To Northern capital and Afro-American labor the South owes its rehabilitation. If labor is withdrawn capital will not remain. The Afro-American is thus the backbone of the South. A thorough knowledge and judicious exercise of this power in lynching localities could many times effect a bloodless revolution. The white man's dollar is his god, and to stop this will be to stop outrages in many localities.I conclude with another equally interesting passage on the subject of self-defense:
The Afro-Americans of Memphis denounced the lynching of three of their best citizens, and urged and waited for the authorities to act in the matter and bring the lynchers to justice. No attempt was made to do so, and the black men left the city by thousands, bringing about great stagnation in every branch of business. Those who remained so injured the business of the street car company by staying off the cars, that the superintendent, manager and treasurer called personally on the editor of the Free Speech, asked them to urge our people to give them their patronage again. Other business men became alarmed over the situation and theFree Speech was run away that the colored people might be more easily controlled. A meeting of white citizens in June, three months after the lynching, passed resolutions for the first time, condemning it. . . Memphis is fast losing her black population, who proclaim as they go that there is no protection for the life and property of any Afro-American citizen in Memphis who is not a slave.

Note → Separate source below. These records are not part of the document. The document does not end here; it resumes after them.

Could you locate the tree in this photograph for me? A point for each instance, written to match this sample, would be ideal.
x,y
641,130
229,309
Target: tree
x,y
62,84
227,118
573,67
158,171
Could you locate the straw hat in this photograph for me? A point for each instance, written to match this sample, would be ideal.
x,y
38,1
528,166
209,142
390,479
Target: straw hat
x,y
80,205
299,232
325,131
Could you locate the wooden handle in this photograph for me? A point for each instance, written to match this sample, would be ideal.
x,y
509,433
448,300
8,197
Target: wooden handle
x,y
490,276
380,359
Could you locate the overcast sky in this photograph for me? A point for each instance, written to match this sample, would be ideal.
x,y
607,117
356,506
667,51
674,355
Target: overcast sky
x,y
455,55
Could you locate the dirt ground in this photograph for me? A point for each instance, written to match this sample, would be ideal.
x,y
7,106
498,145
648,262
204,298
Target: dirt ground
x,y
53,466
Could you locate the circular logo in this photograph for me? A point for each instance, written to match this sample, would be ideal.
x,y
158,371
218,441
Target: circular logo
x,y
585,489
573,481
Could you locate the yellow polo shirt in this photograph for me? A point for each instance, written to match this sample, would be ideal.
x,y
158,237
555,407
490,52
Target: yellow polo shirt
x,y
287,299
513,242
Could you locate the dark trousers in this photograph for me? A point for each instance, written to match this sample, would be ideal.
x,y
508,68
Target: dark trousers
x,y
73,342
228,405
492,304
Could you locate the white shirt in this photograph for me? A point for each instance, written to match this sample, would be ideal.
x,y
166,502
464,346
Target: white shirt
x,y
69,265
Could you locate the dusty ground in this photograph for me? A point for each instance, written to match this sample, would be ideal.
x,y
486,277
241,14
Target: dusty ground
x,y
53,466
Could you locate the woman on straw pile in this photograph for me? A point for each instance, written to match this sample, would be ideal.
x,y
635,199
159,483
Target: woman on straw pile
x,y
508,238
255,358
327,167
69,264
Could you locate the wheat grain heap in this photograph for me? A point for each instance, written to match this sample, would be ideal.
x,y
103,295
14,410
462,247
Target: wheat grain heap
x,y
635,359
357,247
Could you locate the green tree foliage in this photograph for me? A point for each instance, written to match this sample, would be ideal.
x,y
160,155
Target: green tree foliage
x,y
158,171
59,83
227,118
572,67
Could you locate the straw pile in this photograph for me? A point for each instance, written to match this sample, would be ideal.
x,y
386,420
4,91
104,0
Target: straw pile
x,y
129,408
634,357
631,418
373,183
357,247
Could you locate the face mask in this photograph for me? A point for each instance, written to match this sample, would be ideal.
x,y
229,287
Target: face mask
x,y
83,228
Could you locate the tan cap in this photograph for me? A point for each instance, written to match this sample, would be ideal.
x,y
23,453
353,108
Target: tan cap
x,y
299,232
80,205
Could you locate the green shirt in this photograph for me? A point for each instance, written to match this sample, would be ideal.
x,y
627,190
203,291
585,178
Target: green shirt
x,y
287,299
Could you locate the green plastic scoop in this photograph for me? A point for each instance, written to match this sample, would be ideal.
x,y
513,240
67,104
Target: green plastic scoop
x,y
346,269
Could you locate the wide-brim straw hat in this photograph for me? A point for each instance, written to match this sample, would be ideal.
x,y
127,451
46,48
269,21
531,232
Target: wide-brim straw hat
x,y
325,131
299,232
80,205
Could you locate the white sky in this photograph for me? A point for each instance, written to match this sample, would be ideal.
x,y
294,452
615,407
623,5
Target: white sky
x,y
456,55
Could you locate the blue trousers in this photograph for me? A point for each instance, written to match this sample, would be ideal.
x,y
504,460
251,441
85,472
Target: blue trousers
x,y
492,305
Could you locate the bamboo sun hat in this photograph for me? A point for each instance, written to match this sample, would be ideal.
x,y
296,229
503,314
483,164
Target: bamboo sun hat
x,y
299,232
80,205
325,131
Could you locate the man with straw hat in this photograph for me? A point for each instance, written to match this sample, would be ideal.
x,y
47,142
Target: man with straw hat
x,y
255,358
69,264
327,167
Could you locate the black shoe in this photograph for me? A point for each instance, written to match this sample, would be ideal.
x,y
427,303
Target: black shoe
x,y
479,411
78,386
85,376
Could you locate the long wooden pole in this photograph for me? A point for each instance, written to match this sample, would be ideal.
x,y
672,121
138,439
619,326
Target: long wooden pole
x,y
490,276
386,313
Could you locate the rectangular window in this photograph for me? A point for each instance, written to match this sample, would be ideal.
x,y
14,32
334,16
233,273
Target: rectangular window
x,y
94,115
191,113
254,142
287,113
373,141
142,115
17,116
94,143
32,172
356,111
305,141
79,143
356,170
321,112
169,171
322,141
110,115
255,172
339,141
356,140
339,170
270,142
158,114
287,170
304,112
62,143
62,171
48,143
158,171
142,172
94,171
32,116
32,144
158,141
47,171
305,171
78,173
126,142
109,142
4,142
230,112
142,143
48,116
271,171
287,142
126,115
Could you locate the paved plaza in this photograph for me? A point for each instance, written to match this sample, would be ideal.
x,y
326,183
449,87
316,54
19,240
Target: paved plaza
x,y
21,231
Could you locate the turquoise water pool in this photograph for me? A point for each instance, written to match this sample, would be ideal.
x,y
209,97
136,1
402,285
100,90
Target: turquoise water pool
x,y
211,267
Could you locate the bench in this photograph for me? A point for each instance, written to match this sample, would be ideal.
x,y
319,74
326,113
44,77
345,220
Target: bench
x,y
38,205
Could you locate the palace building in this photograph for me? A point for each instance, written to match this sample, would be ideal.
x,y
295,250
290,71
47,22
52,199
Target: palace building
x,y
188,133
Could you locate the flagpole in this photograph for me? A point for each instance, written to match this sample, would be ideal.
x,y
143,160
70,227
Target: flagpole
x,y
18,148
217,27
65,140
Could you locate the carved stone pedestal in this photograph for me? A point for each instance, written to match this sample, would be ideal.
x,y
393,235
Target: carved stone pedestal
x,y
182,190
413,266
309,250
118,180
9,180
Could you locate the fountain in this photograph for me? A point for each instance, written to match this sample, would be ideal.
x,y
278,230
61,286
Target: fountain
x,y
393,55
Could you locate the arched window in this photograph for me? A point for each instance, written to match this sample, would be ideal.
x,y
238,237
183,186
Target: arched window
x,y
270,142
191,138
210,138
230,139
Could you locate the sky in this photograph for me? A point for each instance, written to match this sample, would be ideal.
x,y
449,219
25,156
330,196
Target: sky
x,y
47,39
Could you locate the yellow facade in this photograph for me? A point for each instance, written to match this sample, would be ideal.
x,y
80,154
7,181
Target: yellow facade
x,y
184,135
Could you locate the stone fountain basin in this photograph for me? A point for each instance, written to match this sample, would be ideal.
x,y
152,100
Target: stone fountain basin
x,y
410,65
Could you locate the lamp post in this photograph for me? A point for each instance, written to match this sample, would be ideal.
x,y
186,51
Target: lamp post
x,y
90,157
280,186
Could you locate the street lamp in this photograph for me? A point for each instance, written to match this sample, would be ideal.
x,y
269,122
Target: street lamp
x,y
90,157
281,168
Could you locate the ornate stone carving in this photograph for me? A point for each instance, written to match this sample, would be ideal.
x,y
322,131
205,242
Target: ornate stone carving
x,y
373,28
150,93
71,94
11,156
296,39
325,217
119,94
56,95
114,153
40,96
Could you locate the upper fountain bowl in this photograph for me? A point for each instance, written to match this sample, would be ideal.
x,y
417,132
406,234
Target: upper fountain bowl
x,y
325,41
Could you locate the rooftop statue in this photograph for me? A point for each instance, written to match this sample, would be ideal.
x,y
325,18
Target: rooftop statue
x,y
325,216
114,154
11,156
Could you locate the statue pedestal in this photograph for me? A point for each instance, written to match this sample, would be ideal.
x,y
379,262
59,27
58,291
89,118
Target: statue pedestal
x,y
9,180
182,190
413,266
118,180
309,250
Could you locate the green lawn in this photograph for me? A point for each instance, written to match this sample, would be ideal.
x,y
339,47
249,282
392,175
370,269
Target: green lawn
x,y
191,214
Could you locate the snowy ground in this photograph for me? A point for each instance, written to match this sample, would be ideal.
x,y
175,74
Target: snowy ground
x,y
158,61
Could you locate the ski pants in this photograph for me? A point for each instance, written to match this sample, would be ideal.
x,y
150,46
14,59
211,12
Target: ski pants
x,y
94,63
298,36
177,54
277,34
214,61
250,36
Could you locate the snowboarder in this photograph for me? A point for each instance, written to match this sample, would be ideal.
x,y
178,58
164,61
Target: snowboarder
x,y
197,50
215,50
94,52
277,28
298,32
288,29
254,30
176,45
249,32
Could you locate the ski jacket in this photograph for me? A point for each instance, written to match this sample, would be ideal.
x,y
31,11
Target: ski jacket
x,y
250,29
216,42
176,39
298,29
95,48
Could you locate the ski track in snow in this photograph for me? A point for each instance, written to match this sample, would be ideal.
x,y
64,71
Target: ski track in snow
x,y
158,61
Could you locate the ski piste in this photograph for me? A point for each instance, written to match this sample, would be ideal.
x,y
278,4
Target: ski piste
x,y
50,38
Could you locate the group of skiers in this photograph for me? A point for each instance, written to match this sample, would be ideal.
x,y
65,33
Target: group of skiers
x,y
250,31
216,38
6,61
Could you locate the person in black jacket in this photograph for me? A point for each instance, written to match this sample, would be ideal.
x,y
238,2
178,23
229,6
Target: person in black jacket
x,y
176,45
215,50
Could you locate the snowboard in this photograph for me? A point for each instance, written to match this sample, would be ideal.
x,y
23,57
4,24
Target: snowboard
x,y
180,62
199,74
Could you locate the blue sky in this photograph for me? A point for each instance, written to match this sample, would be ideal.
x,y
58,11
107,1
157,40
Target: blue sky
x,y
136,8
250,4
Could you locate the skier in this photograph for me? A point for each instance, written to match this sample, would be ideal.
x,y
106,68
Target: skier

The appeal to the white man's pocket has ever been more effectual than all the appeals ever made to his conscience. Nothing, absolutely nothing, is to be gained by a further sacrifice of manhood and self-respect. By the right exercise of his power as the industrial factor of the South, the Afro-American can demand and secure his rights, the punishment of lynchers, and a fair trial for accused rapists.
Of the many inhuman outrages of this present year, the only case where the proposed lynching did not occur, was where the men armed themselves in Jacksonville, Fla., and Paducah, Ky, and prevented it. The only times an Afro-American who was assaulted got away has been when he had a gun and used it in self-defense.
The lesson this teaches and which every Afro-American should ponder well, is that a Winchester rifle should have a place of honor in every black home, and it should be used for that protection which the law refuses to give. When the white man who is always the aggressor knows he runs as great risk of biting the dust every time his Afro-American victim does, he will have greater respect for Afro-American life. The more the Afro-American yields and cringes and begs, the more he has to do so, the more he is insulted, outraged and lynched.